2016 Regions Riding Forward® Winning Essay by Jela L.

Our history has been graced with an abundance of African American game changers. People who have made large waves that continue to impact us all presently. I have always enjoyed learning about these African American icons, and it excites me to witness how all they have done has shaped my life. For this reason, I chose the “Father of Black History” as my inspiration. Dr. Carter G. Woodson, a historian, author, journalist, and the founder of the Study of African American Life and History, dedicated his career to educating the public on African American history. He even developed ""Negro History Week"", which would be a precursor to Black History month. Without him, it is possible that many of the wonderful people my fellow applicants have chosen to write about would not be as well known.

"Those who have no record of what their forebears have accomplished lose the inspiration which comes from the teaching of biography and history."" This quote from Woodson is one that I strongly believe in. Great action, typically, comes from inspiration and passion. It is important that young people know about the struggles and triumphs of African American icons, so that it can motivate us to make a difference as well. Over the course of his life, Woodson certainly had a thorough and fulfilling education; earning a literature degree from Berea College, then continuing his studies at Sorbonne University of Paris, and finally receiving a Ph.D in history from Harvard University. 

What truly captivates me about Carter G. Woodson is not just his determination and intelligence, but also the way he went about establishing change. He wrote numerous scholarly books and magazine articles that spotlight the contributions of African Americans in the United States of America. Among these works, I found fascination in his book The Mis-education of the Negro. I, being an avid reader and history buff, always appreciate good literature, and this particular piece sparked a sort of enlightenment in me. The dissertation investigated how efficient the education structure for African Americans was. According to Woodson's beliefs, the American school system (of 1933) was not truly teaching African American students, but ""culturally indoctrinating"" them. Teaching them to believe that they were dependent and inferior. His thesis reinforces his goal of promoting black history, because we see the successes of African Americans who exemplify the complete opposite of dependence and inferiority. 

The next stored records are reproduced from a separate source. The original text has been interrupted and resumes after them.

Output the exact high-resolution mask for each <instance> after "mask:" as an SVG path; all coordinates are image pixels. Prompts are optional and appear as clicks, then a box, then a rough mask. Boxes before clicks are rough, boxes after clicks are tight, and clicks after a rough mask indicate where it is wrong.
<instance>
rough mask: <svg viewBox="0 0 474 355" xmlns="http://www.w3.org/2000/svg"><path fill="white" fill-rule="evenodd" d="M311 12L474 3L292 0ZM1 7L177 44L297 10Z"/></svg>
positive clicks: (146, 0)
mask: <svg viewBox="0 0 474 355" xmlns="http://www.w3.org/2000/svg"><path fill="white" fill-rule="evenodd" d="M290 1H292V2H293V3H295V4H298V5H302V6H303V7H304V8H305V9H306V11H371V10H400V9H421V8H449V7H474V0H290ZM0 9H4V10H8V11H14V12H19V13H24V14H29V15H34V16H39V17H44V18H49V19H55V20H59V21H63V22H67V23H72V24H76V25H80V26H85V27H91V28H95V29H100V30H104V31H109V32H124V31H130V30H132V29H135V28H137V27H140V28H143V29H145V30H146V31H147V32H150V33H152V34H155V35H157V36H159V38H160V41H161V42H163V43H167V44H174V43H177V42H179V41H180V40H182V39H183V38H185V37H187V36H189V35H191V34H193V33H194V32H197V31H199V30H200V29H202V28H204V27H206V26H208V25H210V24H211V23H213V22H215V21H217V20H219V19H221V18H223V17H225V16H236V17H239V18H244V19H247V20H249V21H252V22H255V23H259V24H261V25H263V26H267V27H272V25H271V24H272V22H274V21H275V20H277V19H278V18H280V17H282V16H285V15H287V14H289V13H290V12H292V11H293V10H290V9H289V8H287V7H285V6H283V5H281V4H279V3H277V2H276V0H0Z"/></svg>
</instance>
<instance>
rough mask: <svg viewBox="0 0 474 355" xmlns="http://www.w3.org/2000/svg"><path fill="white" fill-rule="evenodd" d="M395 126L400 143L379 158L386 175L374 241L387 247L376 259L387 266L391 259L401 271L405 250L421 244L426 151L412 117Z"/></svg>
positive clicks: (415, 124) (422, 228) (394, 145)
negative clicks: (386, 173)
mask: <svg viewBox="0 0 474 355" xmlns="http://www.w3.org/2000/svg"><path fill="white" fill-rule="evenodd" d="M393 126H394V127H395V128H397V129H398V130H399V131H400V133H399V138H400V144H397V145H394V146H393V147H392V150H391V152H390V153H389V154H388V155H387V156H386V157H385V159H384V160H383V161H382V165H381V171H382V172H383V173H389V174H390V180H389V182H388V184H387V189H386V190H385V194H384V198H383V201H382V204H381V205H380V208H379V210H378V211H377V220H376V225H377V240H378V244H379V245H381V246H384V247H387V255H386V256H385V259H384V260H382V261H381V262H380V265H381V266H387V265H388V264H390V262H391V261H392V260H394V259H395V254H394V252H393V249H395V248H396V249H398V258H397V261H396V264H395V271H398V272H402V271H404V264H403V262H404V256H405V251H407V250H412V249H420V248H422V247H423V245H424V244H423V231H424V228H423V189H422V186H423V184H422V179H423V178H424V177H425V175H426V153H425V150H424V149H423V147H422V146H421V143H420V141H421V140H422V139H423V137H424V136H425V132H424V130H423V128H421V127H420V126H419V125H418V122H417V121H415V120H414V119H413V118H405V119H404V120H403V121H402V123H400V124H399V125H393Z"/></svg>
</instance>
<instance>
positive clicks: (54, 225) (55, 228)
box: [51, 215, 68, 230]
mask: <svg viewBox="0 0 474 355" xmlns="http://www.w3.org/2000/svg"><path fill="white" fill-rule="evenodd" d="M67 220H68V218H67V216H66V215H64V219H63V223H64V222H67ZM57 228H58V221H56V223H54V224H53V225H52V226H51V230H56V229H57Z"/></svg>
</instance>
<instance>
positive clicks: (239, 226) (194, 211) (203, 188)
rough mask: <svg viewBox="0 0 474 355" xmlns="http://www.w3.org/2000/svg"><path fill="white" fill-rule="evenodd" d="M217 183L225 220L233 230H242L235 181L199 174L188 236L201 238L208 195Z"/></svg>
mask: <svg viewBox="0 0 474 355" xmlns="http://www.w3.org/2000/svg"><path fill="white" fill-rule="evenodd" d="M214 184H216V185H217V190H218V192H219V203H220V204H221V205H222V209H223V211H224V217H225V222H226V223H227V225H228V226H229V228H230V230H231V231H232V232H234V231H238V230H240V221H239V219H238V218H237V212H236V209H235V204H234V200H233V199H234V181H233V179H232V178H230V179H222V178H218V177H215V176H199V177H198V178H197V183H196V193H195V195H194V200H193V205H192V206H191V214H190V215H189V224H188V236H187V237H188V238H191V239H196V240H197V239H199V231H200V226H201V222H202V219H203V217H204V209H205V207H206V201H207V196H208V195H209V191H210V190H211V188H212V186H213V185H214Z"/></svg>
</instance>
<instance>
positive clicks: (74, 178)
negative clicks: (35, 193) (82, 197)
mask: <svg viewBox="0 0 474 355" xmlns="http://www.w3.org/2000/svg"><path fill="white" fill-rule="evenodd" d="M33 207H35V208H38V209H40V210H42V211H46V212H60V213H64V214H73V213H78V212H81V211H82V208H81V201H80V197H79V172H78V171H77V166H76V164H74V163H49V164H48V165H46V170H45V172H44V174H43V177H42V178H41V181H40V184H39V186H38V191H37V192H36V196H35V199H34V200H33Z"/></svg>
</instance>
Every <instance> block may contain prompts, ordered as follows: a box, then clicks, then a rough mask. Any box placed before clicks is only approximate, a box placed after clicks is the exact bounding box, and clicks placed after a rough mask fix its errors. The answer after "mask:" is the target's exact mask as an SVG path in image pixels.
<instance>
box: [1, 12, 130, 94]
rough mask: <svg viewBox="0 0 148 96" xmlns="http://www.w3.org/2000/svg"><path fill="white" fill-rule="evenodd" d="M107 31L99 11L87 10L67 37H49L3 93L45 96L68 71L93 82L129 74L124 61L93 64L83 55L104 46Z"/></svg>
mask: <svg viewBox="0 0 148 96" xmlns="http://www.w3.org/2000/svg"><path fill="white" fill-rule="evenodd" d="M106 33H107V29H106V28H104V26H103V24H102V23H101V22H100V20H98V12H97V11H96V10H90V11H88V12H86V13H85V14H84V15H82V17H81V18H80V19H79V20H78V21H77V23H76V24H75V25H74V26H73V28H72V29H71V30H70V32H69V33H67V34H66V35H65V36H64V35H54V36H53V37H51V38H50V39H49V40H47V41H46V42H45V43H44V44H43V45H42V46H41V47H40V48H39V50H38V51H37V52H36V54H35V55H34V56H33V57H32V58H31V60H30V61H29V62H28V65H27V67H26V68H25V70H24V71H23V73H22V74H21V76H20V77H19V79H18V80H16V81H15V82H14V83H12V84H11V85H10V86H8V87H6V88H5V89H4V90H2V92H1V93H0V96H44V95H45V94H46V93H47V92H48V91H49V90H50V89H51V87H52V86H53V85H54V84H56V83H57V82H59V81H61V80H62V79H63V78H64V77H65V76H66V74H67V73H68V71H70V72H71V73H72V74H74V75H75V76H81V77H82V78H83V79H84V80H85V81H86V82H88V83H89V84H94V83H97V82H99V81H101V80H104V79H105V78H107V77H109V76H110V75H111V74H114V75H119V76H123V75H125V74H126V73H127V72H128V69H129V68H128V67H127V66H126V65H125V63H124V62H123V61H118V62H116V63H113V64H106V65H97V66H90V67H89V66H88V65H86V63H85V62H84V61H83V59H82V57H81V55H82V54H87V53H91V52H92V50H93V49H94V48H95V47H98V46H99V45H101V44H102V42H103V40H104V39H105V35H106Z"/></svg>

I have always held the history of my people and their achievements in high-esteem, but after reading Dr. Carter G. Woodson's thought-provoking words, I have grown to value them so much more.  I plan to major in communications and journalism, and would like to use my words to institute change the same way Woodson has. He encourages us to embrace black history, and just as important, he has taught me that there are instances where words can be just as loud as actions.